Refugee Farmers Selling Grain to UN Agency

Self Help AfricaAgriculture & Nutrition, News, Uganda

farmer sells grains to UN

Refugee families in Uganda are earning an income by selling crops to the main UN agency that is feeding hundreds of thousands of displaced people in the country.

An innovative new Self Help Africa project is providing thousands of smallholder households, including 4,000 refugee families, with the opportunity to sell their corn (maize) and other crops to the country’s World Food Programme (WFP) mission.

The training focuses on quality control in the production and post harvest processing of corn, sorghum and beans. It is providing rural poor farmers with access to one of the country’s biggest buyers of the crops –WFP- who currently spend in excess of $40m annually on grain, in Uganda.

“The WFP applies a high standard to the food crops they will buy. Crops need to be free from pests and other contaminants, and be properly cleaned, dried and graded,” explains Uganda Director, Engorok Obin.

8,500 farming households in the west and northwest are participating in the new two-year project, which is part-funded by the UN. Within the region there are a total of 10 refugee settlements who are amongst an estimated 1.4m displaced migrants currently living in Uganda.

Farmers are being trained in post-harvest handling, and are also provided with the opportunity to buy equipment, including clean tarpaulin sheets on which they can dry their crops at a subsidised price. They can also buy high grade grain sacks and hoppers at a reduced cost, so that harvested produce can remain free from contamination.
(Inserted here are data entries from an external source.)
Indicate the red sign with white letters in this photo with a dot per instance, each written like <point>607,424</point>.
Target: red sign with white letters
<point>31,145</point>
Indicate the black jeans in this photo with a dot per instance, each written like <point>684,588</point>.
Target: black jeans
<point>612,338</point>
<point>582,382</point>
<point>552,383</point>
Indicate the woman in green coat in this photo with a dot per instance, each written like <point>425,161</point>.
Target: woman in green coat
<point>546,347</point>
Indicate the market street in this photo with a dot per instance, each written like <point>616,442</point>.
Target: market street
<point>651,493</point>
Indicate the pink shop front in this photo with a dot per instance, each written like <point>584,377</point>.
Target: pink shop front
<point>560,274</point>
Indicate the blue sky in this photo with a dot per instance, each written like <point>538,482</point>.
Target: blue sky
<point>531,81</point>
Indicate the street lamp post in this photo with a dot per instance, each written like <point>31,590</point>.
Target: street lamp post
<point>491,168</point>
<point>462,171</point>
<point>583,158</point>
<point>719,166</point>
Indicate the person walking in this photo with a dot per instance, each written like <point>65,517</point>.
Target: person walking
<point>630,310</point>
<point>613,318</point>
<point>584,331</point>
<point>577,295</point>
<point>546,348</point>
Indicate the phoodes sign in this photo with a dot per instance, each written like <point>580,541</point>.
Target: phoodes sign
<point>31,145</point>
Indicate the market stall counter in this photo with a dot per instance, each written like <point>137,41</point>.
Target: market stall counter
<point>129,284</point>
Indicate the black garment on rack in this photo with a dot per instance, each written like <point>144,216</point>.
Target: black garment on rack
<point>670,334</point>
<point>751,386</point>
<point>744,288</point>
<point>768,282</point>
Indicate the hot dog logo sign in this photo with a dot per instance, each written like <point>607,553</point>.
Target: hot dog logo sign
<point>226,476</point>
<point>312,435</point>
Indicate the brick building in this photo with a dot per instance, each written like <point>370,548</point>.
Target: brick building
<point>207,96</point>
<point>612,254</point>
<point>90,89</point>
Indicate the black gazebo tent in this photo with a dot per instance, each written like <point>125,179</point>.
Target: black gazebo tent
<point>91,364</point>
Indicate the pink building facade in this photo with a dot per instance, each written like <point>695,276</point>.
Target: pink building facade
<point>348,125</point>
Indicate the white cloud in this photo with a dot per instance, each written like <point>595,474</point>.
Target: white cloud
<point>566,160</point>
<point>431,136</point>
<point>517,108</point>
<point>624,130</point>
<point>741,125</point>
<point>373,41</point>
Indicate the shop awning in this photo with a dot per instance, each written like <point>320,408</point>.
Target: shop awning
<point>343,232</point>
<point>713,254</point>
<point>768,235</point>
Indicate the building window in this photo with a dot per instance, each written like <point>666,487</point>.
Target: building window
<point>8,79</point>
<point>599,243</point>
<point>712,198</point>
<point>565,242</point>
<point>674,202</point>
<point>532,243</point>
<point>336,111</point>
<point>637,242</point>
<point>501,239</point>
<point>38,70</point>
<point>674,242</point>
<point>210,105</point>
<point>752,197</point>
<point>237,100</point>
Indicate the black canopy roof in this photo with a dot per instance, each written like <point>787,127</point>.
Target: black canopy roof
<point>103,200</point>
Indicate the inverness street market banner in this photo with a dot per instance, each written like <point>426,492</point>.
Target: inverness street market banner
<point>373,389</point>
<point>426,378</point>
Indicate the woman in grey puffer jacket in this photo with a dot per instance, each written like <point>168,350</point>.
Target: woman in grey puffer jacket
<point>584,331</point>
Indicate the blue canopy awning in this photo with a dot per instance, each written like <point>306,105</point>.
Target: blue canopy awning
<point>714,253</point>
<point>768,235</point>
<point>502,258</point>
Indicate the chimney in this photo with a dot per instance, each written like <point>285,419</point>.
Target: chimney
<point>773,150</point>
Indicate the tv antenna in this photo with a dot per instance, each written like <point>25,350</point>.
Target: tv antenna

‘Drying maize on the ground, as happens traditionally, means that it can contain dirt and other contaminants,” Mr. Obin explains. “By supporting farmers to improve both their drying methods and storage we can also ensure that their crops will meet the required standard.”

There is a huge economic dividend to rural poor farming households from this work, as the WFP pays farmers well for good quality grain, and they also have an enormous and ongoing demand for food. The World Food Programme purchased $1.36 billion worth of food from farmers across 93 countries worldwide, in 2016.